Un processo breve ma faticoso, in cui l’ultima parola spetterà alla corte di Cassazione. Sulla vicenda processuale dell’editore Mario Ciancio Sanfilippo parla per la prima volta Dario Montana. Parole e considerazioni, quelle del fratello dell’ispettore Beppe, ucciso da Cosa nostra, che arrivano dopo il proscioglimento in fase preliminare dell’imprenditore. Accusato dalla procura di Catania di concorso esterno in associazione mafiosa. «In questa città c’è stata una sensazione di felicità nel non dover celebrare questo processo», spiega Montana. Il riferimento, neppure troppo velato, è ad alcuni pezzi della società civile etnea.

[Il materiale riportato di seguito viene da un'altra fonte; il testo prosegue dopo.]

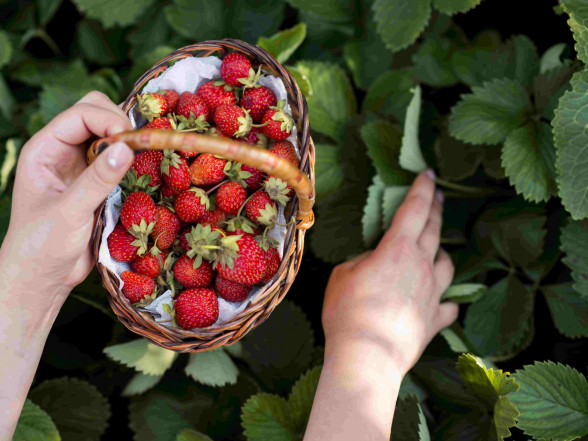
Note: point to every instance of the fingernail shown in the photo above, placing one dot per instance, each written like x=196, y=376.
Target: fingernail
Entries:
x=116, y=155
x=440, y=196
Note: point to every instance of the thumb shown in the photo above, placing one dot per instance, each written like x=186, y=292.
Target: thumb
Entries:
x=96, y=182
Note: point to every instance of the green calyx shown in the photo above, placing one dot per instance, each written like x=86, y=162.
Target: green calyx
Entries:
x=277, y=190
x=148, y=106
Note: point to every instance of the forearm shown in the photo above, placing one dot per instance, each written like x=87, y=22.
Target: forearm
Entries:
x=356, y=395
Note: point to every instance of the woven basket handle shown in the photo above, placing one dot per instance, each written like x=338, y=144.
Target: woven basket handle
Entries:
x=156, y=139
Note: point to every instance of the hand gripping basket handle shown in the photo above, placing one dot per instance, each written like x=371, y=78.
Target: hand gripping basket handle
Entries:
x=157, y=139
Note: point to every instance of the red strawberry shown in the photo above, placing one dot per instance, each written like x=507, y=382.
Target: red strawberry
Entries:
x=234, y=67
x=162, y=122
x=120, y=244
x=230, y=197
x=279, y=123
x=138, y=215
x=273, y=262
x=172, y=97
x=231, y=291
x=261, y=209
x=152, y=105
x=137, y=286
x=191, y=277
x=196, y=308
x=191, y=204
x=166, y=228
x=216, y=93
x=248, y=267
x=232, y=120
x=207, y=169
x=175, y=171
x=212, y=217
x=258, y=100
x=149, y=163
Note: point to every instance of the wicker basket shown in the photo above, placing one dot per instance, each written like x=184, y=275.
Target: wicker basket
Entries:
x=302, y=180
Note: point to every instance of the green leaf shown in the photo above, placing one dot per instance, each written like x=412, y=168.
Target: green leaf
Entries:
x=76, y=407
x=571, y=143
x=391, y=94
x=551, y=59
x=140, y=383
x=328, y=172
x=411, y=157
x=302, y=396
x=5, y=49
x=464, y=292
x=333, y=102
x=143, y=356
x=266, y=417
x=214, y=368
x=372, y=212
x=578, y=23
x=490, y=113
x=528, y=158
x=399, y=22
x=500, y=324
x=569, y=310
x=192, y=435
x=432, y=63
x=35, y=425
x=114, y=12
x=383, y=141
x=283, y=44
x=451, y=7
x=574, y=243
x=393, y=198
x=553, y=401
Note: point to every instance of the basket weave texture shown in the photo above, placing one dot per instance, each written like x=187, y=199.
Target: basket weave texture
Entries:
x=302, y=180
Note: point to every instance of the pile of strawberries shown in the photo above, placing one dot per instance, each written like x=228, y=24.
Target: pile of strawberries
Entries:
x=198, y=224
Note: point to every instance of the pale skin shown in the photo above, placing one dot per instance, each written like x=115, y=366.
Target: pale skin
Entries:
x=381, y=308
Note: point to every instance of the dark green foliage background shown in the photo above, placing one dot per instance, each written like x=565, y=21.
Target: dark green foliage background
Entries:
x=357, y=64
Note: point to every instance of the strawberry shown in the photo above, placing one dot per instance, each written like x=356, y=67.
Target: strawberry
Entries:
x=166, y=228
x=152, y=105
x=196, y=308
x=240, y=259
x=190, y=275
x=230, y=197
x=216, y=93
x=255, y=137
x=232, y=120
x=207, y=169
x=171, y=97
x=215, y=217
x=261, y=209
x=162, y=122
x=137, y=286
x=258, y=100
x=175, y=171
x=191, y=204
x=231, y=291
x=138, y=215
x=235, y=69
x=273, y=261
x=149, y=163
x=278, y=124
x=122, y=245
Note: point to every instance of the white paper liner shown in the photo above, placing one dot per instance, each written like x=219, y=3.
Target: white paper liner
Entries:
x=188, y=75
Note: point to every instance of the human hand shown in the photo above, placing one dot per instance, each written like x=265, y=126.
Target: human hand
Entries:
x=388, y=298
x=47, y=247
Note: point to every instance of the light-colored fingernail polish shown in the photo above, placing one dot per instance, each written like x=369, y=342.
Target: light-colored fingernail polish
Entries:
x=440, y=196
x=116, y=154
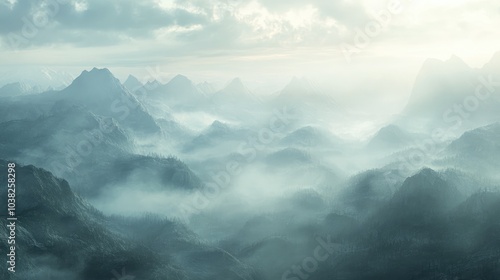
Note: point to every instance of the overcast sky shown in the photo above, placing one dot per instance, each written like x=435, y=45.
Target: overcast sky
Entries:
x=214, y=39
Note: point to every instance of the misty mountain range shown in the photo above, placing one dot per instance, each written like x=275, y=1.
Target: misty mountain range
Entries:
x=186, y=181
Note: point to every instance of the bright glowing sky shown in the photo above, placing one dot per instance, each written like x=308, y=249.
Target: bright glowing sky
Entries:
x=210, y=39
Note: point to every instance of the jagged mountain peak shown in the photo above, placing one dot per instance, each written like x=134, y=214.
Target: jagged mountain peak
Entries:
x=96, y=78
x=180, y=80
x=132, y=82
x=235, y=87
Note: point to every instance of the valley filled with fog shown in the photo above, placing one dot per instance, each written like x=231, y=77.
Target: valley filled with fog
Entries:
x=185, y=180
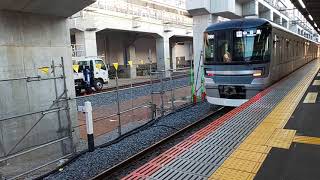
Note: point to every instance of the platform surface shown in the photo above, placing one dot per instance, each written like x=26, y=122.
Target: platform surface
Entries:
x=275, y=135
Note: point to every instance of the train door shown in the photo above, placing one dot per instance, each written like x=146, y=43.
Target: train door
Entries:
x=275, y=58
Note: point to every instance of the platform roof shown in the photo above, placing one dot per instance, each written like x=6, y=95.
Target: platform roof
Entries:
x=309, y=7
x=61, y=8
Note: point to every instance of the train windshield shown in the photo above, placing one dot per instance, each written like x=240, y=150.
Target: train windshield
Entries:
x=237, y=46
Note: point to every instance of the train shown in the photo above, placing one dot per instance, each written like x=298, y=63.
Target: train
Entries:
x=244, y=56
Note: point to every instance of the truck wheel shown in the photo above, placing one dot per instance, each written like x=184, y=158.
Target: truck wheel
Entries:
x=98, y=85
x=78, y=91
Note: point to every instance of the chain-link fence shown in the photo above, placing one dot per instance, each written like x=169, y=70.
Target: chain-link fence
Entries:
x=36, y=125
x=120, y=111
x=35, y=119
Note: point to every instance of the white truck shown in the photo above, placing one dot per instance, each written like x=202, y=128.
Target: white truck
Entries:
x=100, y=72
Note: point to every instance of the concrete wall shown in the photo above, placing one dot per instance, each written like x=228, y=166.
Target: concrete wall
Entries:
x=28, y=42
x=112, y=45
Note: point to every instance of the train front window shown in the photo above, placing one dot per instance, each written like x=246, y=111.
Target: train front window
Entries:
x=237, y=46
x=251, y=45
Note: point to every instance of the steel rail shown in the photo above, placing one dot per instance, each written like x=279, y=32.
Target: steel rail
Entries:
x=107, y=173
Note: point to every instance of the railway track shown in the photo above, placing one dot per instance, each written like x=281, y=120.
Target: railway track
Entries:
x=125, y=167
x=138, y=84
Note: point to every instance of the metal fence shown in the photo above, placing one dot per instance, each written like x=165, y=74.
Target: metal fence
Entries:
x=122, y=110
x=35, y=130
x=39, y=138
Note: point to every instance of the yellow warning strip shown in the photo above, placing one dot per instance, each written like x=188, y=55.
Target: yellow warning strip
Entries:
x=311, y=97
x=307, y=140
x=247, y=159
x=316, y=83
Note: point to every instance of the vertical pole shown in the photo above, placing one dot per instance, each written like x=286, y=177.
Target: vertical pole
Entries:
x=162, y=92
x=89, y=125
x=118, y=103
x=172, y=91
x=131, y=87
x=67, y=104
x=150, y=69
x=57, y=96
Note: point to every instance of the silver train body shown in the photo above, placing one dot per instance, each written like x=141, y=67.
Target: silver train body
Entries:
x=234, y=74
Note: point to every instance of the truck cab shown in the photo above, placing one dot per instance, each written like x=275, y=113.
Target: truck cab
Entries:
x=99, y=71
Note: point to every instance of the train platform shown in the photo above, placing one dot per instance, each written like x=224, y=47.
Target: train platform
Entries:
x=275, y=135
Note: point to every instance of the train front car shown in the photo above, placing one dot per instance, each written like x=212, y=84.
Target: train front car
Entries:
x=236, y=60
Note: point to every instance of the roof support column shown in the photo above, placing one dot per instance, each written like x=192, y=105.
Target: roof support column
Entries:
x=163, y=53
x=133, y=58
x=88, y=40
x=250, y=9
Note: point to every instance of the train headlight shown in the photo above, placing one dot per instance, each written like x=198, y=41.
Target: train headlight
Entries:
x=257, y=73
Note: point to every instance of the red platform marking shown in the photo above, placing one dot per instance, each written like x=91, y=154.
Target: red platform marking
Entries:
x=145, y=171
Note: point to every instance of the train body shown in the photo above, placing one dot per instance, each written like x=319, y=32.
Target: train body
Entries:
x=242, y=57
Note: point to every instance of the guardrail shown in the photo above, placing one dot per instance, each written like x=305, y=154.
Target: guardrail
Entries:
x=143, y=11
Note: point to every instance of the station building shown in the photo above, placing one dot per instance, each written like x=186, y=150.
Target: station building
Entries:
x=156, y=32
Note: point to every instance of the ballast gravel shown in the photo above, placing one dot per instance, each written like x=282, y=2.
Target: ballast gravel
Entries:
x=92, y=163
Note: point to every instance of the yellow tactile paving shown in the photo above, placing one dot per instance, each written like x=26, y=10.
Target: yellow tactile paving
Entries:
x=239, y=164
x=247, y=159
x=307, y=140
x=311, y=97
x=253, y=148
x=230, y=174
x=247, y=155
x=316, y=83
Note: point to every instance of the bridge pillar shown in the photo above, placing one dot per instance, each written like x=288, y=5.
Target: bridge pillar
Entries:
x=163, y=53
x=200, y=23
x=88, y=40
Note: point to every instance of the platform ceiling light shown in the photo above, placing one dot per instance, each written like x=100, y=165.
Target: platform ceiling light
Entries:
x=302, y=4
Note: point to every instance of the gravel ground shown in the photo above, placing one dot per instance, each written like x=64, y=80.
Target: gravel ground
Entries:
x=90, y=164
x=110, y=98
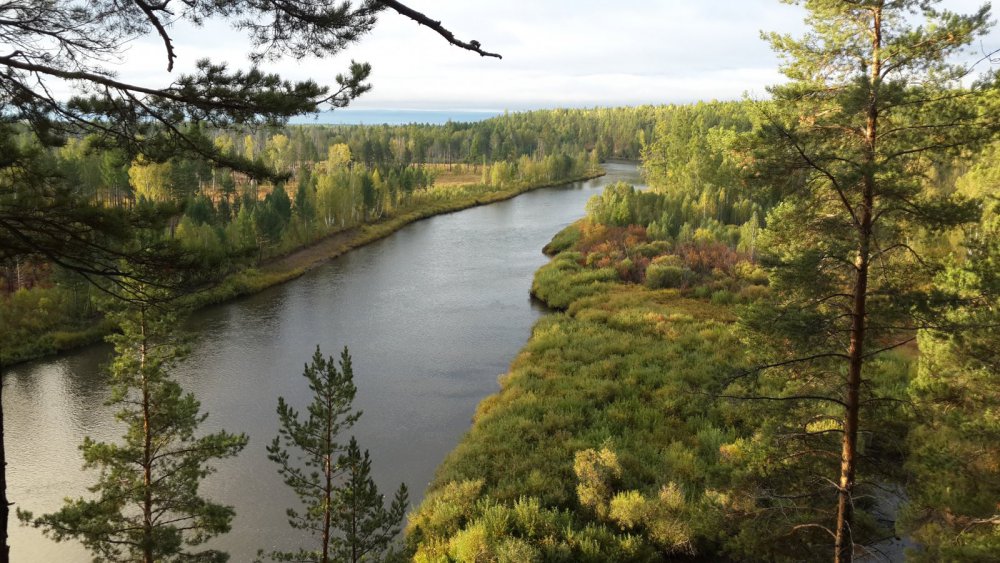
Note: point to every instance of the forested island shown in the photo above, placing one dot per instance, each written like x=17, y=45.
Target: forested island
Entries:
x=782, y=345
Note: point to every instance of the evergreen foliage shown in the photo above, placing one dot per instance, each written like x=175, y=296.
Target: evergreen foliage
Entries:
x=147, y=506
x=343, y=509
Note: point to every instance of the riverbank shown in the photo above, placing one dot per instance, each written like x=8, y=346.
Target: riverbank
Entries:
x=280, y=269
x=594, y=430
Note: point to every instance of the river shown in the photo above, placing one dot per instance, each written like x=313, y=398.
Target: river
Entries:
x=432, y=315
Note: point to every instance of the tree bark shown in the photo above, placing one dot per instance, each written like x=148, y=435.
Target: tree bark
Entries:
x=147, y=463
x=844, y=543
x=4, y=505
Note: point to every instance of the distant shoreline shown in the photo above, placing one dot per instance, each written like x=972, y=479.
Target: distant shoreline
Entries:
x=352, y=116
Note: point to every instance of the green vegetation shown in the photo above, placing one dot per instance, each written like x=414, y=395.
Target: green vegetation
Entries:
x=344, y=511
x=148, y=507
x=249, y=234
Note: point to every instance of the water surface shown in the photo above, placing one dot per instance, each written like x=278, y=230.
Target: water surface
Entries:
x=432, y=315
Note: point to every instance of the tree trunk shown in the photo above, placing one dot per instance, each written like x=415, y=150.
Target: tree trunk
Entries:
x=844, y=543
x=147, y=462
x=4, y=505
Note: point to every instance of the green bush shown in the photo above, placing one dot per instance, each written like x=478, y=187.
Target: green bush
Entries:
x=665, y=276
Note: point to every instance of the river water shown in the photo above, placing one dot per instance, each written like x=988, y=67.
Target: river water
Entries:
x=432, y=315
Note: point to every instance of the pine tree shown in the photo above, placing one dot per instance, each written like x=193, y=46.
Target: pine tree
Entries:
x=147, y=506
x=368, y=528
x=343, y=509
x=872, y=102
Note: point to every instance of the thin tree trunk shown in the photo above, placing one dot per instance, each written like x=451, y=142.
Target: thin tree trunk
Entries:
x=4, y=505
x=147, y=463
x=844, y=543
x=328, y=471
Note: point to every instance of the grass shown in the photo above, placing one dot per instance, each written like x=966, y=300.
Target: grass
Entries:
x=618, y=367
x=55, y=335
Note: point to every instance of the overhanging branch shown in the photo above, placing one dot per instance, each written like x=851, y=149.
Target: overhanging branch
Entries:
x=422, y=19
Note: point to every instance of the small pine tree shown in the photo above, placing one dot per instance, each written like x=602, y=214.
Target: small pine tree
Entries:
x=148, y=507
x=343, y=509
x=367, y=527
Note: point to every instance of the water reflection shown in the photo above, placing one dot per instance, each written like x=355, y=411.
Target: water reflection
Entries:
x=432, y=315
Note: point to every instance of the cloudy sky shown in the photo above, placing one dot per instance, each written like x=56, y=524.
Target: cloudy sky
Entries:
x=557, y=53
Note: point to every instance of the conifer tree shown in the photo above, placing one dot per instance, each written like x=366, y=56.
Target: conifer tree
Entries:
x=872, y=102
x=367, y=527
x=342, y=508
x=147, y=506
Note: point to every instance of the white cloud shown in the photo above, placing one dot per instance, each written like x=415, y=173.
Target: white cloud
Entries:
x=556, y=53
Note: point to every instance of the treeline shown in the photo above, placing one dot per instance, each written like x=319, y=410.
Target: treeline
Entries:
x=659, y=437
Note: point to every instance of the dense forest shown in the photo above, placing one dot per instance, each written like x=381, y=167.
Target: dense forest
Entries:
x=784, y=349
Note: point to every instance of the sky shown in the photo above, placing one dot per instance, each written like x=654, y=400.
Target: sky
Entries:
x=557, y=53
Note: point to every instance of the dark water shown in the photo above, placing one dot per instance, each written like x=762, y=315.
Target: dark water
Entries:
x=432, y=315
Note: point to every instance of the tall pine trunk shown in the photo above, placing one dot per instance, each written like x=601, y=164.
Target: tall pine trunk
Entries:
x=844, y=542
x=4, y=505
x=147, y=462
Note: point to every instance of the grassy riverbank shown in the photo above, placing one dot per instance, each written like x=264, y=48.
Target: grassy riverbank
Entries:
x=598, y=446
x=615, y=436
x=48, y=334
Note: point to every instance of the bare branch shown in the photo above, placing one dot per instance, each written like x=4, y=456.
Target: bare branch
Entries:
x=422, y=19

Uomini e donne «non ufficialmente dalla parte dell’editore etneo».
Il cuore del ragionamento di Montana, parte offesa nel processo insieme al fratello Gerlando, e assistito dall’avvocato Goffredo D’Antona, è quella che chiama la «strumentalizzazione politica sulla vicenda Ciancio». Destinatario del messaggio è il senatore etneo del Movimento 5 stelle Mario Giarrusso. Nei scorsi giorni il componente della commissione antimafia ha scelto di chiedere la convocazione a Roma la giudice Gaetana Bernabò Di Stefano e il capo dei giudici etnei Nunzio Sarpietro.
L’obiettivo ufficiale, che avrebbe avuto il parere informale favorevole della presidente Rosy Bindi, è quello di avere chiarimenti sul proscioglimento e sulla controversa scelta di bollare il reato di concorso esterno come inesistente e non definibile. «Sono inorridito per la scelta di Giarrusso – spiega Montana -, la politica non può entrare nelle vicende del singolo magistrato o del singolo giudice». Per Montana la convocazione a palazzo San Macuto minerebbe «la separazione dei poteri tra politica e magistratura». Nonostante «noi siamo convinti che quella sentenza sia sbagliata, ecco perché abbiamo impugnato in Cassazione».